When to Use Pre-filtering¶
Use prefilter=True when:
Your data is clearly skewed (skewness < -1 or > 1)
You want faster fitting without sacrificing accuracy
You’re fitting many distributions and want to skip shape-incompatible ones
Use prefilter=”aggressive” when:
Your data is heavy-tailed (high kurtosis) and you want to skip light-tailed distributions
You’re comfortable with ~80% reliability on the kurtosis filter
Speed is more important than fitting every possible distribution
Use prefilter=False when:
Your data is approximately symmetric (skewness ~ 0)

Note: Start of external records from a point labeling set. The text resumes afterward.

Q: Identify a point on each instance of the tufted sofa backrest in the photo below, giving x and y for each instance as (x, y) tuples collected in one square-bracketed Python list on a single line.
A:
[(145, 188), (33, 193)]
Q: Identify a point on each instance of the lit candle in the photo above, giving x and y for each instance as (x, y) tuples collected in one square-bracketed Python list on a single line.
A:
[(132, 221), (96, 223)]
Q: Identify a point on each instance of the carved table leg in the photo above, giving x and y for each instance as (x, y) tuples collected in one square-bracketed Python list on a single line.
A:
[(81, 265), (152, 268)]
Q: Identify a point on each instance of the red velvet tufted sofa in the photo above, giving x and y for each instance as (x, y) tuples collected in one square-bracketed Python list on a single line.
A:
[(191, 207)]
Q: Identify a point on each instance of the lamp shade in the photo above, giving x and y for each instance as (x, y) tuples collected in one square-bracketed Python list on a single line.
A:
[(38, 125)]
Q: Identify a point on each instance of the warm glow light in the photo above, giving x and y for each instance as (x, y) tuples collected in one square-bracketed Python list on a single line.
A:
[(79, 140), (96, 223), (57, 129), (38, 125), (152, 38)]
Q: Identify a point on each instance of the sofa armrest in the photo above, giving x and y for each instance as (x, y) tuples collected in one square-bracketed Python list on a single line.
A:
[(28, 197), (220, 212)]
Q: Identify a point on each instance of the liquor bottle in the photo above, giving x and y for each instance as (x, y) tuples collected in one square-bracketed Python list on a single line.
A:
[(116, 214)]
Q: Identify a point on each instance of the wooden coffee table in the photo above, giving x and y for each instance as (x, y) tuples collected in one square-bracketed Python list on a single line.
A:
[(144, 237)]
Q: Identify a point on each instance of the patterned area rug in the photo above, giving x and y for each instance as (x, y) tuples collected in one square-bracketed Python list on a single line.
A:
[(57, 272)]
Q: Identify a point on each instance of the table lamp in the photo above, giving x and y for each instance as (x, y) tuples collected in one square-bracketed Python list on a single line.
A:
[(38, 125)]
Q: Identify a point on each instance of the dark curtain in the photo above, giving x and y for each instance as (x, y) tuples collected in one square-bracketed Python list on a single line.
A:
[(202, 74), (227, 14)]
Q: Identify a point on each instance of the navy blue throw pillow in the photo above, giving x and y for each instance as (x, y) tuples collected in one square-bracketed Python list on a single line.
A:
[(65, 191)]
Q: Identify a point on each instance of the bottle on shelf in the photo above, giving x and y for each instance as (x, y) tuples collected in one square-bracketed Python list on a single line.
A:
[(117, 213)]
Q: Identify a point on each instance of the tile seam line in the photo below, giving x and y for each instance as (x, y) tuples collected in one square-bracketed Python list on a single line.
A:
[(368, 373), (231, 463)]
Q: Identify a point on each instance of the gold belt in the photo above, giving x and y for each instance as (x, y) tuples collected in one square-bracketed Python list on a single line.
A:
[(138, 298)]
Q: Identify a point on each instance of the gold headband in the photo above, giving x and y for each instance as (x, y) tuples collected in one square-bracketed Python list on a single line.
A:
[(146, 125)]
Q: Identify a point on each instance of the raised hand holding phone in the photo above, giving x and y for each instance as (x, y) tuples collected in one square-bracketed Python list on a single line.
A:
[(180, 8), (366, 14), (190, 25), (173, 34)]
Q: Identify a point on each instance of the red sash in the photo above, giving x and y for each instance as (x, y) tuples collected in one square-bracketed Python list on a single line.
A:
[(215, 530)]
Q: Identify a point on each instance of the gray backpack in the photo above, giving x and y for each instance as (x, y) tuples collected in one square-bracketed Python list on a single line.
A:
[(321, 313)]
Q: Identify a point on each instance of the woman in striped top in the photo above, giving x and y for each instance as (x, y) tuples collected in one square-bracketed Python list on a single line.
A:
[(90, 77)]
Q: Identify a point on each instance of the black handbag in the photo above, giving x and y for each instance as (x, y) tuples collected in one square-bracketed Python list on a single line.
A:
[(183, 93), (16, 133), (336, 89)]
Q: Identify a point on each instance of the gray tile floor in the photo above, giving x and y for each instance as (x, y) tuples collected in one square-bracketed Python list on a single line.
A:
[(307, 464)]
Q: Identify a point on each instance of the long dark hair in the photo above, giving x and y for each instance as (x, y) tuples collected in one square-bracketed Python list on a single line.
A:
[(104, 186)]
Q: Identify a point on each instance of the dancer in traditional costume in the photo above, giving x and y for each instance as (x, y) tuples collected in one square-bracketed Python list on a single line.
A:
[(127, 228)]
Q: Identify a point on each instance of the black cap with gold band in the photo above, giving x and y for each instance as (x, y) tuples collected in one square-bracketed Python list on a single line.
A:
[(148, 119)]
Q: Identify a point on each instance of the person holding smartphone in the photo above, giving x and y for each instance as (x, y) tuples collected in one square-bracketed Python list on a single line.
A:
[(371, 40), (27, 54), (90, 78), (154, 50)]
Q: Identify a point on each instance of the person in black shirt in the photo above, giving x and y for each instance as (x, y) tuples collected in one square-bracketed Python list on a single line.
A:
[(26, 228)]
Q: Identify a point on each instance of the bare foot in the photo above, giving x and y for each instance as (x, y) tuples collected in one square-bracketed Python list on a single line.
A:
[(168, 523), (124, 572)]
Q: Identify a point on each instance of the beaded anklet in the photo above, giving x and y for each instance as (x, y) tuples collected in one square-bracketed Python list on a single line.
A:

You want to fit all distributions regardless of theoretical compatibility
You need complete control over which distributions are attempted
Combining with Lazy Metrics¶
Pre-filtering and lazy metrics are complementary optimizations:
Using FitterConfig (v2.2+, recommended):
from spark_bestfit import FitterConfigBuilder
# Maximum performance: fewer distributions + deferred KS/AD
config = (FitterConfigBuilder()
.with_prefilter() # Skip incompatible distributions
.with_lazy_metrics() # Defer KS/AD computation
.build())
results = fitter.fit(df, "value", config=config)
# Fast model selection
best = results.best(n=1, metric="aic")[0]
Using parameters directly:
results = fitter.fit(
df, "value",
prefilter=True,
lazy_metrics=True,
)
Combined benefit: Pre-filtering reduces the number of distributions to fit, and lazy metrics defers expensive KS/AD computation. Together, they can reduce total fitting time by 50-80% for typical workflows.